“The Southern bloc in Congress drew up a ‘Declaration of Constitutional Principles’ (otherwise known as the Southern Manifesto) voicing opposition to Brown [vs. Board of Education]….
“Two of the North Carolina congressmen who declined to sign the manifesto, Charles Deane and Thurmond Chatham, were defeated in the Democratic primary in May 1956…. The state’s third nonsigner, Harold Cooley, survived by campaigning against the court decision….
“The defeat of Deane and Chatham drew headlines across the country….The lessons were clear enough. Question segregation, and you would be severely punished by the voters.”
— From “The Paradox of Tar Heel Politics” by Rob Christensen (2008)
“In the  North Carolina governor’s race, approximately 97 percent of black voters preferred segregationist Democrat Dan K. Moore to his integrationist Republican opponent, Robert L. Gavin.
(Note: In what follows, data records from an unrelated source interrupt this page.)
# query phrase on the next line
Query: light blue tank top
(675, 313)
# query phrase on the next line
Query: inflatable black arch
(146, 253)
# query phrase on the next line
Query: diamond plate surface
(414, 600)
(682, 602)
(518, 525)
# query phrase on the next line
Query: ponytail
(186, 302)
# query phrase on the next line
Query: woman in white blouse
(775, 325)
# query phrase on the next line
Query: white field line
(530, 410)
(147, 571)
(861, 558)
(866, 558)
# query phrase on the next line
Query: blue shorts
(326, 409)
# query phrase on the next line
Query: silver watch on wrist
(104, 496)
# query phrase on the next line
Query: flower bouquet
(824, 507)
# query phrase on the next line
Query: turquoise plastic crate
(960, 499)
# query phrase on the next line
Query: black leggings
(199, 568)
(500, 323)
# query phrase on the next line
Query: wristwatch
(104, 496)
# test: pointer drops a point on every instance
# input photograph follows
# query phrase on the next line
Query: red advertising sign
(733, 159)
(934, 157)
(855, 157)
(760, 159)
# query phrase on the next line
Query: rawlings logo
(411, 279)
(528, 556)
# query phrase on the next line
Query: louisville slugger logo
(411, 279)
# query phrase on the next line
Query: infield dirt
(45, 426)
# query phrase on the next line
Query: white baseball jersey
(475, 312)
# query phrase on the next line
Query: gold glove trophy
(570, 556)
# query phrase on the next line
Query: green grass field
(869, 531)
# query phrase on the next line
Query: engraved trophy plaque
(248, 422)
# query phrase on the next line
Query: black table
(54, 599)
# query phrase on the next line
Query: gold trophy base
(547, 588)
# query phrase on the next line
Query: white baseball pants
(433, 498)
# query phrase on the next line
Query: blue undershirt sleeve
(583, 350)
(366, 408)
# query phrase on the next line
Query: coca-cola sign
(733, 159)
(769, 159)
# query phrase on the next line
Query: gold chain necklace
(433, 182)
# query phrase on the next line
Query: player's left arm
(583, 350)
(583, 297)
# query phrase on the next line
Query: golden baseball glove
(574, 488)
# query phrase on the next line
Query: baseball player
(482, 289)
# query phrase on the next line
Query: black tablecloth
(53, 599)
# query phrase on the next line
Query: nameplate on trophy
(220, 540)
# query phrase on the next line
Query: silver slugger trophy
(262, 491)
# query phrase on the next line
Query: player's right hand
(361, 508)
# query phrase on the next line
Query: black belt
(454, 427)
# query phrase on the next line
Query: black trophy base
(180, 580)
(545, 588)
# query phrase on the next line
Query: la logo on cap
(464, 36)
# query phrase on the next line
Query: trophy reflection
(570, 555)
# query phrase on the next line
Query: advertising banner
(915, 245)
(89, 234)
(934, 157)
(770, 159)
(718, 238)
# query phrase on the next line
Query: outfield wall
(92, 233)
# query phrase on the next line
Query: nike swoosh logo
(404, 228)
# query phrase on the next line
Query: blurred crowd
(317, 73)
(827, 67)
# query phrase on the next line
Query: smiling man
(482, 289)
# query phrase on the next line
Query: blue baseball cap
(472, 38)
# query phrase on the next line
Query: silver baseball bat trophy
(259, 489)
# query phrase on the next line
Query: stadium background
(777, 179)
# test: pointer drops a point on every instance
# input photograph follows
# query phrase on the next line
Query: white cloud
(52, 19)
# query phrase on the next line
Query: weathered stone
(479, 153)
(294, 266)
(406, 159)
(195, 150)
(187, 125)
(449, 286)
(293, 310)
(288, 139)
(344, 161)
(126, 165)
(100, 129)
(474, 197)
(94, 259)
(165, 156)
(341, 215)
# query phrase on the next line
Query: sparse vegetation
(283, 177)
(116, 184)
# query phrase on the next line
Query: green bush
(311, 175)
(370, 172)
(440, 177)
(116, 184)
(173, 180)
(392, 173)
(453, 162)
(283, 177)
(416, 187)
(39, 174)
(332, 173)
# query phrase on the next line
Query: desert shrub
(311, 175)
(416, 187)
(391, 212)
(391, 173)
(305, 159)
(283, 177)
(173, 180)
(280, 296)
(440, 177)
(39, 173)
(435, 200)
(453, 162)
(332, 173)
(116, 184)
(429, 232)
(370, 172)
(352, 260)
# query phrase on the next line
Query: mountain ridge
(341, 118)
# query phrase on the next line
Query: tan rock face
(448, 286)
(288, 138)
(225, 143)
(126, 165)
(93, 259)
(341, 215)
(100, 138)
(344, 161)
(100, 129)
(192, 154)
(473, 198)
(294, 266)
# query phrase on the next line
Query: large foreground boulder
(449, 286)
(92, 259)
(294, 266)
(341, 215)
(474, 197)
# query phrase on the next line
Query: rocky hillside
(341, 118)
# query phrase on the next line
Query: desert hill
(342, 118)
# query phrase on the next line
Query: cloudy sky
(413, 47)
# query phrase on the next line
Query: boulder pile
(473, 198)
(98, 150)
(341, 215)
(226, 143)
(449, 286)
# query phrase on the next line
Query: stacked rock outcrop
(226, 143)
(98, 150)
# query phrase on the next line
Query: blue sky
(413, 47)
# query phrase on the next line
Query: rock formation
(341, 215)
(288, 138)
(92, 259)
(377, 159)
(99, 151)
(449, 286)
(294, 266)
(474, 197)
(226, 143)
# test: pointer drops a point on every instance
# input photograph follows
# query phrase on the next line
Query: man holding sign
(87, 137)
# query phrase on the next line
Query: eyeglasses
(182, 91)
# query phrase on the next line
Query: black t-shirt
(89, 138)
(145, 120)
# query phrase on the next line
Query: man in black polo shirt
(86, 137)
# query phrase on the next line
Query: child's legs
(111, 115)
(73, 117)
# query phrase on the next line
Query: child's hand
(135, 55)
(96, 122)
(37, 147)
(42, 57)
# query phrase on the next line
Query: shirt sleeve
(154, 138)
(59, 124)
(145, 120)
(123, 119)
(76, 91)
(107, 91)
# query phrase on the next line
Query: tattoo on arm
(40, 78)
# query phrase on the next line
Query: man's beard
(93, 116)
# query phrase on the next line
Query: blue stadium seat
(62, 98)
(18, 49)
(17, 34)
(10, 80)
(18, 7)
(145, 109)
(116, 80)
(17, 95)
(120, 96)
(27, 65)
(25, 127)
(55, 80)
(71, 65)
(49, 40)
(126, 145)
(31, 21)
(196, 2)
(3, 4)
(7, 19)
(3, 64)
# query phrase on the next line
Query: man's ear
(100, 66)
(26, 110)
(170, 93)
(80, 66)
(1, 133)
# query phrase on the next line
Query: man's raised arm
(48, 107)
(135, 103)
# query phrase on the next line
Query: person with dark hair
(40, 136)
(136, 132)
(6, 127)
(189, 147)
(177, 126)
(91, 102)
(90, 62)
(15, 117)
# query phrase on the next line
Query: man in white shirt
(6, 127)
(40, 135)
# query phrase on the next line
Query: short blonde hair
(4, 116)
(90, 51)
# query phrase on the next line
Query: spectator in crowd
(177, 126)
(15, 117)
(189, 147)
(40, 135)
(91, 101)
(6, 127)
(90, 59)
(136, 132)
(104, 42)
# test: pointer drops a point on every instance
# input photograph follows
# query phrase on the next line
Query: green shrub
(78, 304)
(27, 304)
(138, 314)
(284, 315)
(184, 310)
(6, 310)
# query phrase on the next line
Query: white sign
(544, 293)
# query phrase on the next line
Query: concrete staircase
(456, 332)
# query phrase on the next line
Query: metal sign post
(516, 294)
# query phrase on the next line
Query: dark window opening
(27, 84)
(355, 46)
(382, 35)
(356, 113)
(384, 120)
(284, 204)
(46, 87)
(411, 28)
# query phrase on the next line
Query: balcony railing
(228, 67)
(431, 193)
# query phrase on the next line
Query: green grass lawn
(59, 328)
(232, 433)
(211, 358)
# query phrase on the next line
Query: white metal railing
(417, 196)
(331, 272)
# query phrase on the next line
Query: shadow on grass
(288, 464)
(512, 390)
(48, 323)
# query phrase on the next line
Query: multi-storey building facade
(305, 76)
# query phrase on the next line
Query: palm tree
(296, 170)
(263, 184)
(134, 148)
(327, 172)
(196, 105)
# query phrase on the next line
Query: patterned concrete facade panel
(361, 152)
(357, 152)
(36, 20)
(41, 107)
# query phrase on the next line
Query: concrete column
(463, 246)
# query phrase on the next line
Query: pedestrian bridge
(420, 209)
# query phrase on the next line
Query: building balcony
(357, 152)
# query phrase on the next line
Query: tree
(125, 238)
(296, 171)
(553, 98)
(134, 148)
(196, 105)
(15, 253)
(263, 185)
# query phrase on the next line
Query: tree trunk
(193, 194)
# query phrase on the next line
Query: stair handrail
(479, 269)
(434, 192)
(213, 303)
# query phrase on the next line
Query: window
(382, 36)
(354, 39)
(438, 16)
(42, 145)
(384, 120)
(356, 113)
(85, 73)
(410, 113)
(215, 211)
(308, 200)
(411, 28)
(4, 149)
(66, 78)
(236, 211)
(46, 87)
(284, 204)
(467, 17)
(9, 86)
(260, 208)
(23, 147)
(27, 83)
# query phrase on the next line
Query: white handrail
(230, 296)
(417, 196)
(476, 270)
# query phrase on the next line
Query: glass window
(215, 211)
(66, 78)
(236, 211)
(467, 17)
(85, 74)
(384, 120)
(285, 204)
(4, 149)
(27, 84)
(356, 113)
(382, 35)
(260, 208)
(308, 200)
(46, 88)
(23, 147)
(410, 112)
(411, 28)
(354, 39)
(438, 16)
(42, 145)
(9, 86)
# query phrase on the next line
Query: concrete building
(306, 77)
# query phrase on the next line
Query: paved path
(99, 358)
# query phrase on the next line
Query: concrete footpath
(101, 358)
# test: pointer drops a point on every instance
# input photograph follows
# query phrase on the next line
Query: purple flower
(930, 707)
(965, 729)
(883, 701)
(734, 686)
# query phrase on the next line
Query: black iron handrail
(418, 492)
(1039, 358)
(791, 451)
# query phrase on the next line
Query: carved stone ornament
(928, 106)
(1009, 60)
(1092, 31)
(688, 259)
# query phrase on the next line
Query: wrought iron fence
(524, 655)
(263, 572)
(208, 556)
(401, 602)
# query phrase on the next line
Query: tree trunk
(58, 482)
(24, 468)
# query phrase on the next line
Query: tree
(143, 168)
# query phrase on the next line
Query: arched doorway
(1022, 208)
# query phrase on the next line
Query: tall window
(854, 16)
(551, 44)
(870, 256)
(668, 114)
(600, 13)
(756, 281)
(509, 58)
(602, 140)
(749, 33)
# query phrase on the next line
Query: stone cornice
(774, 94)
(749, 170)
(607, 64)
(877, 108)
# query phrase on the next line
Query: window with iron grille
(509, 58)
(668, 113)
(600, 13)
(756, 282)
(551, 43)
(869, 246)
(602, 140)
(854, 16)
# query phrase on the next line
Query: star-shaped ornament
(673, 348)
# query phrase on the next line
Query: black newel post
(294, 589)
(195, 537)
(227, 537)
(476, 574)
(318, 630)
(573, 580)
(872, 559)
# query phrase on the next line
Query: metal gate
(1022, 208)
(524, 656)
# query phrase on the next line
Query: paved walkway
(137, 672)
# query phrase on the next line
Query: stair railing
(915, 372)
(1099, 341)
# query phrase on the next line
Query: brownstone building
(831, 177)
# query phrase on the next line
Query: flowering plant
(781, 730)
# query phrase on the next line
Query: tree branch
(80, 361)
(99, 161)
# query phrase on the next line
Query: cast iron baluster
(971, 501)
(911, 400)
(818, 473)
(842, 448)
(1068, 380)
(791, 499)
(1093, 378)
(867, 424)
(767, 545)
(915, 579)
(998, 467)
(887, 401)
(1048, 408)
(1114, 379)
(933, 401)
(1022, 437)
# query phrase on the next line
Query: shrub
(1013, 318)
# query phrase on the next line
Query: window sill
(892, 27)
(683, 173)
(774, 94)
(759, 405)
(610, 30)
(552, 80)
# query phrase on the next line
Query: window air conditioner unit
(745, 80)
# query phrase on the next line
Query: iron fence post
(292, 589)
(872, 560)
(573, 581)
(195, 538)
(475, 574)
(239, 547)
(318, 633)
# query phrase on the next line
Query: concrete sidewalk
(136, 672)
As Gavin explained, ‘This I believe was because of the determination of the Negro race to defeat our [Goldwater-Miller] national ticket.’ ”
–– From “Rule and Ruin: The Downfall of Moderation and the Destruction of the Republican Party, From Eisenhower to the Tea Party” by Geoffrey Kabaservice (2012)
As a two-time gubernatorial candidate in the early ’60s, Gavin may have qualified as a situational moderate — but “integrationist”?
Rob Christensen notes in “The Paradox of Tar Heel Politics” that when running against Terry Sanford in 1960, Gavin had “said if the Democrats were elected, Congressman Adam Clayton Powell — the only black in Congress — would try to integrate every public school in North Carolina.”